Min Aung Hlaing reaffirmed to Indian Prime Minister Narendra Modi the junta's plans to hold "free and fair" elections in December, Reuters quoted Myanmar state media as saying.
Modi called for a post-quake ceasefire in Myanmar's civil war to be made permanent, and said the elections needed to be "inclusive and credible", an Indian foreign affairs spokesperson said on Friday.
Critics have derided the planned election as a sham to keep the generals in power through proxies.
Since overthrowing the elected civilian government of Nobel laureate Aung San Suu Kyi in 2021, the military has struggled to run Myanmar, leaving the economy and basic services, including healthcare, in tatters, a situation exacerbated by the March 28 quake.
The civil war that followed the coup has displaced more than 3 million people, with widespread food insecurity and more than a third of the population in need of humanitarian assistance, the UN says.
United Nations aid chief Tom Fletcher spent Friday night in Myanmar's second-biggest city Mandalay, near the epicenter of the quake, posting on X that humanitarian and community groups had led the response to the quake with "courage, skill and determination".
"Many themselves lost everything, and yet kept heading out to support survivors," he said.

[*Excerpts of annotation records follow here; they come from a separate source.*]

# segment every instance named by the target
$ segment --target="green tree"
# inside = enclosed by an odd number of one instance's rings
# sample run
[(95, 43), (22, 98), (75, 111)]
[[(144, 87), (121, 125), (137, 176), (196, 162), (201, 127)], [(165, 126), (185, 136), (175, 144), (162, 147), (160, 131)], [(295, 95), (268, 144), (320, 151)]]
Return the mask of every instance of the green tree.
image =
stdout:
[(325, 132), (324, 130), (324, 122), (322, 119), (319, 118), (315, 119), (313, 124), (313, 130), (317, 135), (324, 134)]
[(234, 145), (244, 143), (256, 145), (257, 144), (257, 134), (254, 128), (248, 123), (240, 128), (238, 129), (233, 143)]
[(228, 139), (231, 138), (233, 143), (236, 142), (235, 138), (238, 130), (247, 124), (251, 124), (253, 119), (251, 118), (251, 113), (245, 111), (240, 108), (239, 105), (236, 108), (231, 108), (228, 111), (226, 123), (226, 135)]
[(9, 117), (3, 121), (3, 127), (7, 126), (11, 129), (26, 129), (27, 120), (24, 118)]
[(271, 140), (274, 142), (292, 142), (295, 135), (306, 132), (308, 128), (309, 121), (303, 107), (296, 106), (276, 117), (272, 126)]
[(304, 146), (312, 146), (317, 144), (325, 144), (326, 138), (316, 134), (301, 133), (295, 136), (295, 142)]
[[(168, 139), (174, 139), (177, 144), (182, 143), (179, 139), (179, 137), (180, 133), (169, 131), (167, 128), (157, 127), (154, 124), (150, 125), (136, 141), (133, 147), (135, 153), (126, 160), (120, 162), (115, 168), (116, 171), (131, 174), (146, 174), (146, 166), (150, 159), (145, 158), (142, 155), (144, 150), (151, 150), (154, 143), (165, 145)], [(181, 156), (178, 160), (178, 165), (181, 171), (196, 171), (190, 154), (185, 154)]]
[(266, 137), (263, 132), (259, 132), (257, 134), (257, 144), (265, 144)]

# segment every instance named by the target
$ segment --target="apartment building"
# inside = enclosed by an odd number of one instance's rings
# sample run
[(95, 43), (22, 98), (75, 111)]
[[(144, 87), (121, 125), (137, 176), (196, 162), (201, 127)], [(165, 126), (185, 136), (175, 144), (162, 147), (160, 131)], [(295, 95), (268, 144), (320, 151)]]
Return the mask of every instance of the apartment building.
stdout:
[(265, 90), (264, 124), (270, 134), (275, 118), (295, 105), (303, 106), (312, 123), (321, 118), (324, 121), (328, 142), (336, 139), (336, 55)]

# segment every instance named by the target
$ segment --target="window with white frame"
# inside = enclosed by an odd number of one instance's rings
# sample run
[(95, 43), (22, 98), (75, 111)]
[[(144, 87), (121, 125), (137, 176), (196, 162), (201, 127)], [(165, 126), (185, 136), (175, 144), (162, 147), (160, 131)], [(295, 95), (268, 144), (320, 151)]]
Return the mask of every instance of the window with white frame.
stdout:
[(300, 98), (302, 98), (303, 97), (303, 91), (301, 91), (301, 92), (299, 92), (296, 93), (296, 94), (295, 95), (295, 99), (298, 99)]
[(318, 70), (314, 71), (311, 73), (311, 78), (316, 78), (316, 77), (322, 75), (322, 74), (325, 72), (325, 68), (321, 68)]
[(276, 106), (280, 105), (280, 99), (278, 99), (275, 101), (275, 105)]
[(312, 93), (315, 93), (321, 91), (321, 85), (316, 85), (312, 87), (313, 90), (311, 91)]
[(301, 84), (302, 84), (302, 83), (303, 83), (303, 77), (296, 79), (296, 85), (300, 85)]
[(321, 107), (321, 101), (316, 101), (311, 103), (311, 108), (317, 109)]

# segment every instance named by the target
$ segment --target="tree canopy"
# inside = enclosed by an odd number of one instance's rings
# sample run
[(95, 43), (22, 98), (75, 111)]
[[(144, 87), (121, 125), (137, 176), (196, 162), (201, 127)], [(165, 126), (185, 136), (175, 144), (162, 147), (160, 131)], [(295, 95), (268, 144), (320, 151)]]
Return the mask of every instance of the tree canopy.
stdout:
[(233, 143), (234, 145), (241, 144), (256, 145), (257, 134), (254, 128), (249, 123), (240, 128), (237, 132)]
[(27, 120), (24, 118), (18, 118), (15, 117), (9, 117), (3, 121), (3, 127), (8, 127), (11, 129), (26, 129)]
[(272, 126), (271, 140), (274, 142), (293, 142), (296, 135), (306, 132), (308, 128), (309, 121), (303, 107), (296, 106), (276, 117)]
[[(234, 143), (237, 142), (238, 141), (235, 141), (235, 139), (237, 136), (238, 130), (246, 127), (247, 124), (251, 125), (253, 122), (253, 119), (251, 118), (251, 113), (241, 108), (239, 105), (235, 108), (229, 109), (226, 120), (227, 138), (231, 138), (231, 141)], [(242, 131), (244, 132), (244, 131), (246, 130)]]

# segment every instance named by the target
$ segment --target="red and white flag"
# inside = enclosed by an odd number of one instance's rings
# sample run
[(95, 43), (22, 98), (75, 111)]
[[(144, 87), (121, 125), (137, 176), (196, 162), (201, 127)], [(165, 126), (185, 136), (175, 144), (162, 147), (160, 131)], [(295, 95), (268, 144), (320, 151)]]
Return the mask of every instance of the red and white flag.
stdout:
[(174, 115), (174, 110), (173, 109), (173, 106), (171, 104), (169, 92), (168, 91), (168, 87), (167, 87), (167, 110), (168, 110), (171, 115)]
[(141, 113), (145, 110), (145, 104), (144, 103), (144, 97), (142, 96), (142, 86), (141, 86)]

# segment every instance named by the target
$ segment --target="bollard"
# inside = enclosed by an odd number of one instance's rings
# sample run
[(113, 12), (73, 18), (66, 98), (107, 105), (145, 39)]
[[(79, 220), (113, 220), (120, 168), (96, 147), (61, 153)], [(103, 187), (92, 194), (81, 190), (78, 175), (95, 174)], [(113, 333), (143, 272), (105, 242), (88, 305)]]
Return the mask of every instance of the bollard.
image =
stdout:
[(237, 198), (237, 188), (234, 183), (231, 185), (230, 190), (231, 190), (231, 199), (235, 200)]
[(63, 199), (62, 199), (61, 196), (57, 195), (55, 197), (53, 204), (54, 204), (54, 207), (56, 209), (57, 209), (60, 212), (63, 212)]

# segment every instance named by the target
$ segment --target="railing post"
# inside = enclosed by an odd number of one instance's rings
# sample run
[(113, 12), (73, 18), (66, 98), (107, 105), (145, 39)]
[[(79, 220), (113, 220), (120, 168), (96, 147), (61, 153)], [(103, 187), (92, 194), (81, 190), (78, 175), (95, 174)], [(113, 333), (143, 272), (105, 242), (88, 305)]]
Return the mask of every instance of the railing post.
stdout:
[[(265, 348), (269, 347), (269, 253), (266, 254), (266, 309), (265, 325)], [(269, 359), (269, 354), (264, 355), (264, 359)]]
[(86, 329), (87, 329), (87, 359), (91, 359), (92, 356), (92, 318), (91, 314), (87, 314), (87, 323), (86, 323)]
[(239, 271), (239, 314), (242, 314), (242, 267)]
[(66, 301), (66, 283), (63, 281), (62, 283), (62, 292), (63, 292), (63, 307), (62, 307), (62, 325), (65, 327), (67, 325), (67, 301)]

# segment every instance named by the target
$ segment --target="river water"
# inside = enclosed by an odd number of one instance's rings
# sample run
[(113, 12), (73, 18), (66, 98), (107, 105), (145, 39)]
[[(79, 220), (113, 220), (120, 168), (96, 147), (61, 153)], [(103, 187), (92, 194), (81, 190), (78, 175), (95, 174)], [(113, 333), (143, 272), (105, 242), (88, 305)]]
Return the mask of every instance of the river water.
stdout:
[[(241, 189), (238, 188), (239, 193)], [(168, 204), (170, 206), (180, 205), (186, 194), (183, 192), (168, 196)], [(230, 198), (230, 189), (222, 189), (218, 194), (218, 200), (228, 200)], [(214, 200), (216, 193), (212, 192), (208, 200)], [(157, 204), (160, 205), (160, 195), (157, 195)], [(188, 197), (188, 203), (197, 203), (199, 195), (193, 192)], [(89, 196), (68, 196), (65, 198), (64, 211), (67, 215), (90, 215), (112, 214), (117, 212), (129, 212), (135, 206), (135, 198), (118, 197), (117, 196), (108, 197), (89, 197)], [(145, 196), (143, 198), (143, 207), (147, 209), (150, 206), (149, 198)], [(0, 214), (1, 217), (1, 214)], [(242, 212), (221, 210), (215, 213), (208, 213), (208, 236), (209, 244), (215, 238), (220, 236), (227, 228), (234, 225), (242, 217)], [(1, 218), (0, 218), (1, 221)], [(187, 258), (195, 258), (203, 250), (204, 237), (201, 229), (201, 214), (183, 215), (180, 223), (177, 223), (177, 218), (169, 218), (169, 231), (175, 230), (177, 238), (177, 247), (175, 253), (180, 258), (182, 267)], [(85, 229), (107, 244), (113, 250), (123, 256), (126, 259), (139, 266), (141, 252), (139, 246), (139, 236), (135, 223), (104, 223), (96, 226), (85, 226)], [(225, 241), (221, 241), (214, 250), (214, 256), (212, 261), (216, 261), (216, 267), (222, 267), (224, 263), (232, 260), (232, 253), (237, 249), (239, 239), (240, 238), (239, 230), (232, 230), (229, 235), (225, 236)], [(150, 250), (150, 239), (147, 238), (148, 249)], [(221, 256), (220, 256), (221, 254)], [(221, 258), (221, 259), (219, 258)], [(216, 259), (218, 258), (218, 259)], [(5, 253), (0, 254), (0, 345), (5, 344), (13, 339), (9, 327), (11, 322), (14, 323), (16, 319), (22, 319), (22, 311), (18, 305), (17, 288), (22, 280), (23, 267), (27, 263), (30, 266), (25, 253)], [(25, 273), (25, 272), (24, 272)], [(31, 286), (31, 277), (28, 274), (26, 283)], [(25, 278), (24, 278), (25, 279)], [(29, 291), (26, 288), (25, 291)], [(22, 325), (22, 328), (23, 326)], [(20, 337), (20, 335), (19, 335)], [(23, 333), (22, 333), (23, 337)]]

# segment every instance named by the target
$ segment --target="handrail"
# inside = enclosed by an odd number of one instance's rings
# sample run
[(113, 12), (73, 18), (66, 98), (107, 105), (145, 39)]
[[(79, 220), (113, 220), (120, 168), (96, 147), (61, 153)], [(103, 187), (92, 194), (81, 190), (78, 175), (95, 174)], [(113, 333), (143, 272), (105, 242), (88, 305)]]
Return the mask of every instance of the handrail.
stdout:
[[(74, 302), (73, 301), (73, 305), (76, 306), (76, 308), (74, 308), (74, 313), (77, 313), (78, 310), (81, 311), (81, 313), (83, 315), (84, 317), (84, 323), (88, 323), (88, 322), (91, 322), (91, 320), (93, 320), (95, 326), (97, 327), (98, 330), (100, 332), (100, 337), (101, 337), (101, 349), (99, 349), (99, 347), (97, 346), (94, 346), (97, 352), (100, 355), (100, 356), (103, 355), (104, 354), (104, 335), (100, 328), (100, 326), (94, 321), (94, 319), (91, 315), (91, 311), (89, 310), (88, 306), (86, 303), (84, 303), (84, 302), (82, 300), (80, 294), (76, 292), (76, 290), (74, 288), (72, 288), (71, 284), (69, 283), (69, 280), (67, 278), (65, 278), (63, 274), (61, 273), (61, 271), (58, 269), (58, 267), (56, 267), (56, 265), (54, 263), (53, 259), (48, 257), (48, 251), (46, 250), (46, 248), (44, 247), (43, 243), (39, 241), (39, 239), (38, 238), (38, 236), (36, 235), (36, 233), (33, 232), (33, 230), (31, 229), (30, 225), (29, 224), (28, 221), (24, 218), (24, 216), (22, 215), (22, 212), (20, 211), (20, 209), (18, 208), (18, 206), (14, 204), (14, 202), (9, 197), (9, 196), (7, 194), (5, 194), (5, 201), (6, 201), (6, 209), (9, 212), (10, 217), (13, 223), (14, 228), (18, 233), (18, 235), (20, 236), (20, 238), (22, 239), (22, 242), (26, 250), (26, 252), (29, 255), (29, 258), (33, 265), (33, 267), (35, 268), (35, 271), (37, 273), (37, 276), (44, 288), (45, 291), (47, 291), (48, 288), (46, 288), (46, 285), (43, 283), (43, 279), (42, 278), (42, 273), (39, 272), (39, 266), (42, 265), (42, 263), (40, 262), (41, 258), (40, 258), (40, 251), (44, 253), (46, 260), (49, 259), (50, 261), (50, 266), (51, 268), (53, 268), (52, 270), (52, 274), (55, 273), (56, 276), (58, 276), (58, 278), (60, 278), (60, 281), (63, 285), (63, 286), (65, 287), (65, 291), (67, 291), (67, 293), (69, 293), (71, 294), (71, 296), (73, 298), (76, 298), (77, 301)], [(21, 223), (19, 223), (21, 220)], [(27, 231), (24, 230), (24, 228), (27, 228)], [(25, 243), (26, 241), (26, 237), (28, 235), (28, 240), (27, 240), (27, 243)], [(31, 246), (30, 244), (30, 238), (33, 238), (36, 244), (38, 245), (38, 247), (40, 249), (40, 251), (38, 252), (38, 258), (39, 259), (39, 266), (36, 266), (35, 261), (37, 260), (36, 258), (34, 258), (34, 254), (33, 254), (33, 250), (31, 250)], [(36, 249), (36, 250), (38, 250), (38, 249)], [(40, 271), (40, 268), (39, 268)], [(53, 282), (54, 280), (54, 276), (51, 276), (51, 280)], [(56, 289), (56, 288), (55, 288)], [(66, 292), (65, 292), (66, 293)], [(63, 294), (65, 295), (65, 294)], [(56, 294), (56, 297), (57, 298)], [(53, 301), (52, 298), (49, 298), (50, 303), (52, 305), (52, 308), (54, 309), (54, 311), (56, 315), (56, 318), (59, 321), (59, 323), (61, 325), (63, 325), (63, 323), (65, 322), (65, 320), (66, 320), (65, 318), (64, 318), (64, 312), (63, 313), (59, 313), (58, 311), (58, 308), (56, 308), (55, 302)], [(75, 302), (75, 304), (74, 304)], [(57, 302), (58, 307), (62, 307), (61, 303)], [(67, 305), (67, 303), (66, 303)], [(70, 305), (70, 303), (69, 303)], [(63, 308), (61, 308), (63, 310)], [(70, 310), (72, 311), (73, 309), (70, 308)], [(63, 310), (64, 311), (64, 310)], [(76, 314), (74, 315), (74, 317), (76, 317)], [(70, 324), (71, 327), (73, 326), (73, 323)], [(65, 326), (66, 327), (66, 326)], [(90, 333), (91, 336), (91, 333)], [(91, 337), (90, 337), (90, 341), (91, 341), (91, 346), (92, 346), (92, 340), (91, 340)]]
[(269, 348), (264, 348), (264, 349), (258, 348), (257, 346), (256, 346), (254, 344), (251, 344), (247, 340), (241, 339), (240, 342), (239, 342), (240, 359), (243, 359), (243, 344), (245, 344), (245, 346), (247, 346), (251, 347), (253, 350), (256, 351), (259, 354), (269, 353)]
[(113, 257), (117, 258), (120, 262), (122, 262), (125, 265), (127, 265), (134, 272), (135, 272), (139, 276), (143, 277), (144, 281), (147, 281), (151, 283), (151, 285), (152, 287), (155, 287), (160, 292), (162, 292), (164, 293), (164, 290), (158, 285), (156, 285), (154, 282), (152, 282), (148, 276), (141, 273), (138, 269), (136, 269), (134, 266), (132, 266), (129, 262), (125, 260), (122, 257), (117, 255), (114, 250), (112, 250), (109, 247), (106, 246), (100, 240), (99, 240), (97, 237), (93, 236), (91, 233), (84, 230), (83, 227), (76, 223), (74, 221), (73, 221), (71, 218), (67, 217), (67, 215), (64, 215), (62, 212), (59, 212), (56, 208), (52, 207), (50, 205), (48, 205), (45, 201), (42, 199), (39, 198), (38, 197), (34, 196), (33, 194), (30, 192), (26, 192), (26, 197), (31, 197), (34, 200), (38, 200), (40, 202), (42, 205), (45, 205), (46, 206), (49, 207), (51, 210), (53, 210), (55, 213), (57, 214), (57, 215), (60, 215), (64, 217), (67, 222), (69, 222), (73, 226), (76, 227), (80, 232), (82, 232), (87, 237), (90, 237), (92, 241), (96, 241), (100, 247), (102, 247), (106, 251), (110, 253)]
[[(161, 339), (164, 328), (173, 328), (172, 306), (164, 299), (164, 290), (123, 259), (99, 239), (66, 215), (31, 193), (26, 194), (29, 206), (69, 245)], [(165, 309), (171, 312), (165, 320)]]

The UN Office of the High Commissioner for Human Rights said on Friday the junta was restricting aid supplies to quake-hit areas where communities did not back its rule. The UN office said it was investigating 53 reported attacks by the junta against opponents, including airstrikes, of which 16 were after the ceasefire was declared on Wednesday.
A junta spokesman did not respond to calls seeking comment.